Ed y Cliff escuchaban perplejos aquel diálogo. Al fin intervino Cliff.
—¿Cuándo se dará el próximo tanteo, marshal?
—Mañana, naturalmente, y las apuestas van a subir mucho en favor de Ballard. Traerá a dos pistoleros de gran estilo. Bing Mac Kenna y Morgan Wells.
El abuelo dio un respingo.
—¿Habla en serio, marshal?
—Vi yo mismo el telegrama que Ballard mandó para que viniesen.
—Demonios, mañana se va a celebrar un gran encuentro.
—El mejor de la temporada, Charlie.
—Cinco dólares contra dos a favor de Ballard, marshal. ¿Hace?
—¿Crees que soy tonto? Yo te hago la misma apuesta.
—Entonces, tendrá que buscarse otro primo.
—Lo mismo te digo yo a ti —contestó el representante de la ley y empinó la botella.
Mitchell se estaba rascando la patilla.
—Marshal, ¿puedo hablar?
—¿Quiénes son ustedes?
Fue Charlie quien habló.
—El es Ed Mitchell, el sobrino de Francis, y el otro es su socio, Cliff Williams.
—Bien venidos a Union City —contestó el marshal.
—¿Cree de veras que somos bienvenidos? —sonrió Mitchell.

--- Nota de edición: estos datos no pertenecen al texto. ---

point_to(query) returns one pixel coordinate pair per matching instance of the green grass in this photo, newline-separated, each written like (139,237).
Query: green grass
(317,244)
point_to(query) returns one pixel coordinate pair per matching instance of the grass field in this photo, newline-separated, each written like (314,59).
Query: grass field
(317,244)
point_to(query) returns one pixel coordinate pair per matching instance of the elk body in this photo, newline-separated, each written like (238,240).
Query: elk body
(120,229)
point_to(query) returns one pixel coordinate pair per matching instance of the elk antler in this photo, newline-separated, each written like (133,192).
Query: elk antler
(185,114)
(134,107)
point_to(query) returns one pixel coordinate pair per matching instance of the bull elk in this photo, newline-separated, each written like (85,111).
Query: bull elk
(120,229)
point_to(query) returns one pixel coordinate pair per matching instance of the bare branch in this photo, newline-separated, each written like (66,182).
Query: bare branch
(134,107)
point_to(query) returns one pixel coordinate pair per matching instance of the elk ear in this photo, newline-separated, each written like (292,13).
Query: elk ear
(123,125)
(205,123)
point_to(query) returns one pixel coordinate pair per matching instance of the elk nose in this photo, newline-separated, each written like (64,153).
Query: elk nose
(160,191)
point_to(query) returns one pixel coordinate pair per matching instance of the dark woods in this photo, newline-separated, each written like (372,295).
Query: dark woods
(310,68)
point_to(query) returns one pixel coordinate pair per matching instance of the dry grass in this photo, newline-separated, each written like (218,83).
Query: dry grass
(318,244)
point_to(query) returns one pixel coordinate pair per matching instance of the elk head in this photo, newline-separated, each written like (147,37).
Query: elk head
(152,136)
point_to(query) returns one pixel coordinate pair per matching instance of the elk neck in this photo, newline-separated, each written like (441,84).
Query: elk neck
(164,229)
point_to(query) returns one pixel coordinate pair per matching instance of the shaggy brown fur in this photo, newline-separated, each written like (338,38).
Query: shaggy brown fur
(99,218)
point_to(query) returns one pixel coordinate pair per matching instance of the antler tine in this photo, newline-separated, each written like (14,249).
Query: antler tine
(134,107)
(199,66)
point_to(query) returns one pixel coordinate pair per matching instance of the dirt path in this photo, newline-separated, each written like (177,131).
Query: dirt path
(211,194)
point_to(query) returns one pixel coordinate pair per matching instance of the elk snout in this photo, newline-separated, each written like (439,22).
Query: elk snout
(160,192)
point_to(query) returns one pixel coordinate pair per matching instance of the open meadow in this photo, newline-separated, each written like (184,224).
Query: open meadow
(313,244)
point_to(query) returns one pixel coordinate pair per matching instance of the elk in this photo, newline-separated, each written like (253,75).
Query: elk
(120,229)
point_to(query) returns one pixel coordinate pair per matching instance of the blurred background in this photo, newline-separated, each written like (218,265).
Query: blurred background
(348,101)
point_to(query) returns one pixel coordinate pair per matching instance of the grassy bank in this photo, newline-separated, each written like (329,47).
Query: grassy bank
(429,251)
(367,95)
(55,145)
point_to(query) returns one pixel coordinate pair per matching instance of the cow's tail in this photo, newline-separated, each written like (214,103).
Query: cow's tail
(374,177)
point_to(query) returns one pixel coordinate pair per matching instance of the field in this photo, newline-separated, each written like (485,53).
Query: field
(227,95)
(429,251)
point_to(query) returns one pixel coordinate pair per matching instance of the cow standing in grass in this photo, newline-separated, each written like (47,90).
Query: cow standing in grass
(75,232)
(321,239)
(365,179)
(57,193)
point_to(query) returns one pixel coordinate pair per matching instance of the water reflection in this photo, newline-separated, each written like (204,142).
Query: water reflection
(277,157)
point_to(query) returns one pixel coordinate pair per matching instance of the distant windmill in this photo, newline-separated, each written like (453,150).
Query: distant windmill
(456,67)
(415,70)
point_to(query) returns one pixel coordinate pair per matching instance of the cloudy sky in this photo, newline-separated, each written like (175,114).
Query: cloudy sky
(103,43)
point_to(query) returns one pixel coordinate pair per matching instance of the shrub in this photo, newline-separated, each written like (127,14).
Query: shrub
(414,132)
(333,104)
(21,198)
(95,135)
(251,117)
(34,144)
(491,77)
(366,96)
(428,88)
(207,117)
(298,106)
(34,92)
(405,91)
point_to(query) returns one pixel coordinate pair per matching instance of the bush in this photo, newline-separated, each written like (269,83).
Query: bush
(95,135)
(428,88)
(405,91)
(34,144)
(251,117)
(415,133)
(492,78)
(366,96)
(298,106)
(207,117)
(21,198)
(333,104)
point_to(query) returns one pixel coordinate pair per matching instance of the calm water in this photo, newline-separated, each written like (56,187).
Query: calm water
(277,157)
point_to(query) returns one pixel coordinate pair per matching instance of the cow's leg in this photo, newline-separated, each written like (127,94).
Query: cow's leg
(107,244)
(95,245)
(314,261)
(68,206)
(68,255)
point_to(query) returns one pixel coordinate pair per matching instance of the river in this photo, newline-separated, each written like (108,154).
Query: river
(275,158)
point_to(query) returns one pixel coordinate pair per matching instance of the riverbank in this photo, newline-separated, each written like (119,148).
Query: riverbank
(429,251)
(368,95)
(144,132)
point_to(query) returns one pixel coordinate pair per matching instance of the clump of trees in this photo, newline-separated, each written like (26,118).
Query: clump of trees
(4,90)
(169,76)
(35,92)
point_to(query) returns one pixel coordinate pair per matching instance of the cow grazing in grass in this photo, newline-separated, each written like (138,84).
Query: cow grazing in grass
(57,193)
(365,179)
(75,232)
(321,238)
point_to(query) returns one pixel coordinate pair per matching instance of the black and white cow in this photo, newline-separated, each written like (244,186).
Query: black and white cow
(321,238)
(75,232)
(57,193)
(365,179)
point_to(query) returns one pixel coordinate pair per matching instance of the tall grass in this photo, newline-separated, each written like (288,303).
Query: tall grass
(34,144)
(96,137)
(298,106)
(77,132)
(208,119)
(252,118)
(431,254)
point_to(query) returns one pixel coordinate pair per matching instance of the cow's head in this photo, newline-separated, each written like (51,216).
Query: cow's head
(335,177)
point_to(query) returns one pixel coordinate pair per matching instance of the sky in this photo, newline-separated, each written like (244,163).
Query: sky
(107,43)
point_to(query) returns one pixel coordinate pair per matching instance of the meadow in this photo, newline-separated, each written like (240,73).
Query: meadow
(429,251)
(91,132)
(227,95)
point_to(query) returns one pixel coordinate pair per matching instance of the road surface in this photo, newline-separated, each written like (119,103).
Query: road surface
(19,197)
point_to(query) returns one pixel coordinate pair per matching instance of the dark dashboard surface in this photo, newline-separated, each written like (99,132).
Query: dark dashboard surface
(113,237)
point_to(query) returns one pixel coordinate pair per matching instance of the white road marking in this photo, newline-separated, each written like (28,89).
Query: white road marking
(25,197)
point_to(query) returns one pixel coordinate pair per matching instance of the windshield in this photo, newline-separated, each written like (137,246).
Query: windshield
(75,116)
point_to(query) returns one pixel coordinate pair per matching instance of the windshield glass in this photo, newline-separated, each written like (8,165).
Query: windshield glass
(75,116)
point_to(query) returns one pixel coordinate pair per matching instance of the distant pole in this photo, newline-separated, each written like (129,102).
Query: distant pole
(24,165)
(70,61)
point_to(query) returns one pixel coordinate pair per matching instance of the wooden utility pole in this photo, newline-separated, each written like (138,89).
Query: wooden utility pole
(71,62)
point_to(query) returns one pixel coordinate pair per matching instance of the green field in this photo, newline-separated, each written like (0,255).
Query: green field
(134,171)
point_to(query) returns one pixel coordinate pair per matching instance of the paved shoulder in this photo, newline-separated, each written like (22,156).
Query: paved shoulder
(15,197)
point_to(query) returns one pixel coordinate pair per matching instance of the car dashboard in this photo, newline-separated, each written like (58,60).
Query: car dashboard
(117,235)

—Oiga, Ed, este pueblo tiene fama de acoger bien a los visitantes.
—Hasta que los llevan al cementerio, ¿verdad, marshal?
—Todos tenemos que morir...
—Sí, marshal, pero creo que aquí se dan demasiada prisa.
—Yo no puedo hacer nada por evitarlo.
—Usted es el marshal.
—Sí, pero, ¿qué quiere que haga yo contra pistoleros como Tom Ballard y Peter Wyler? Se metieron aquí por la fuerza y aquí continúan.
—Sí, y también continúa usted como marshal.
—Traté de renunciar, pero no me lo permitieron.
—¿Quiénes no se lo permitieron? ¿Los ciudadanos?
—No. Tom Ballard y Peter Wyler.
—De modo que los ciudadanos desaprobaron su conducta.
—Tampoco acierta, Mitchell. Los ciudadanos están conformes con pagar a Tom Ballard y a Peter Wyler. Saben que si no lo hacen, se irán derechos al cementerio. O peor aún, les harán daño a sus familiares. Además, usted no debe quejarse. Después de todo es el nuevo dueño de la funeraria y para usted también habrá ganancias.
—Según me dijo Charlie, debo repartir una mitad de los ingresos entre Ballard y Wyler.
—Es la cuota que le han establecido. Al fin y al cabo, ellos se consideran sus principales proveedores. No deja de tener gracia, ¿verdad?
Ed exhaló el aire de sus pulmones y dijo:
—Anda, Cliff, ayudemos a cargar al abuelo los muertos y vayamos de una vez a conocer nuestro nuevo hogar.